Depois do Executivo, foi a vez da Assembleia Municipal dar ‘luz verde’ a Rui Moreira para deixar a ANMP. Foto: Gabriella Garrido

Ao cabo de mais de duas horas de discussão, a Assembleia Municipal do Porto aprovou, na noite desta segunda-feira (30), a desvinculação do Porto da Associação Nacional de Municípios Portugueses (ANMP).

Além do deputados do Movimento de Rui Moreira – Aqui Há Porto, aprovaram também a proposta os eleitos do PSD – desta feita, em bloco, aquando da votação em sede do Executivo, dividiram-se – e do Chega.

Contra a decisão, estiveram o Partido Socialista, o Bloco de Esquerda, a CDU e o PAN.

A decisão completa assim um processo iniciado a 19 de abril quando o Executivo camarário aprovou a saída da ANMP.
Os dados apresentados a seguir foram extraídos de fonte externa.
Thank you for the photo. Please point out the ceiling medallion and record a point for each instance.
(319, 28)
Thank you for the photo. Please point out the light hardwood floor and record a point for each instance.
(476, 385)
O “perdócio” da descentralização

Aos deputados municipais, Rui Moreira recordou o processo de descentralização iniciado em 2018 para lembrar que o município do Porto esteve desde o início envolvido, elogiando o que foi feito, por exemplo, na área dos transportes, com a municipalizarão da STCP e a aprovação do PART.

Coisa diferente, diz, é a que se verificou nos setores da Educação – cujas competências foram já transferidas para os municípios a 1 de abril -, da Saúde e da Coesão Social, campos em que as verbas a transferir para os municípios não acompanham o agravamento de despesa que as câmaras estimam vir a ter.

“Dou o exemplo da Coesão Social, porque nesse caso a transferência de competências passa apenas pela transferência de pessoal e aí, é fácil fazer a conta, sabemos exatamente a despesa. De acordo com o que a lei estipula que tem de ser pago à Função Pública, essa despesa será de 10 milhões de euros. O ministério previa transferir 2,9 milhões. Quando reclamámos e apresentámos o nosso estudo disseram: ‘não são 2,9, são 2,9 e 90 mil euros.”

Na área da Educação, o autarca diz não poder aceitar o acordo a que a ANMP chegou com o Governo, o qual previa a transferência de cerca de 20 mil euros por escola, para instalações e manutenção. De acordo com um estudo que o município pediu à Universidade do Minho, o valor necessário seria de 67 mil euros por estabelecimento escolar.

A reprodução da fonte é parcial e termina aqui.